When they looked forward 15 years they found that the 1/3 that didn’t eat it where more successful in life (school, grades, work) than the 2/3’s that did eat it. Because the 1/3 of the group was willing to sacrifice immediate gratification in order to gain more in the end. I really like this but I thought it would apply much more accurately to our desire to eat as it relates to achieving a healthy and lean body.
When it comes to eating healthy I see 3 groups of people. One group of people just don’t care and will eat anything they want because the reward is not as important as the satisfaction of taste and their immediate desire to eat (like the kids that ate it as soon as the man left).
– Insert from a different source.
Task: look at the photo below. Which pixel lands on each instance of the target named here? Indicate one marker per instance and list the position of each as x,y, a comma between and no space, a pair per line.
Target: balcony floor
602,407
Another group will have a very hard time and will try really hard to convince themselves they should wait but can’t help themselves but cheat, they are the type that will end up eating a bowl of ice cream and Doritos at night because they were good during the day, and then tell me that they are following their diet (like the kids that licked it or ate the inside to make it look like they didn’t eat it).
Then there’s the last group. The serious group who we admire for having the self-discipline, except we sometimes call them boring to make us feel better. This is the group who will stick to it, the one’s that drink soda water at a party, that don’t even think of having desert, that carry around there food in a Tupperware.